Geocint is Kontur's open source geodata ETL/CI/CD pipeline designed for ease of maintenance and high single-node throughput. Writing the code as Geocint target makes sure that it is fully recorded, can be run autonomously, can be inspected, reviewed and tested by other team members, and will automatically produce new artifacts once new input data comes in.
Geocint consists of 3 different parts:
- geocint-runner - a core part of the pipeline, includes utilities and initial Makefile
- geocint-mapaction-osm - an ETL Python-based solution for downloading, processing, and analyzing OpenStreetMap (OSM) data across multiple geographic entities
- geocint-mapaction - This repository contains opensource geodata ETL/CI/CD. It is based on Kontur Geocint technology.
- A high-performance computer. OS: the latest Ubuntu version (not necessarily LTS).

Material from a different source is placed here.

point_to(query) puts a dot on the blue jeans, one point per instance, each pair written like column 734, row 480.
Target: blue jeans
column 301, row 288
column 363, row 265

- Bash (Linux shell) is used for scripting. https://tldp.org/LDP/abs/html/
- GNU Make is used as job server. We do not use advanced features like variables and wildcards, using simple explicit "file-depends-on-file" mode. Make takes care of running different jobs concurrently whenever possible. https://makefiletutorial.com/
- make-profiler is used as linter and preprocessor for Make that outputs a network diagram of what is getting built when and why. The output chart allows to see what went wrong and quickly get to logs. https://github.com/konturio/make-profiler
- GNU Parallel is used for paralleling tasks that cannot be effectively paralleled by Postgres, essentially parallel-enabled Bash. https://www.gnu.org/software/parallel/parallel.html
- python is used for small tasks like unpivoting source data.
- GDAL, OGR, osm-c-tools, osmium, and other tools are utilized in Bash CLI as needed.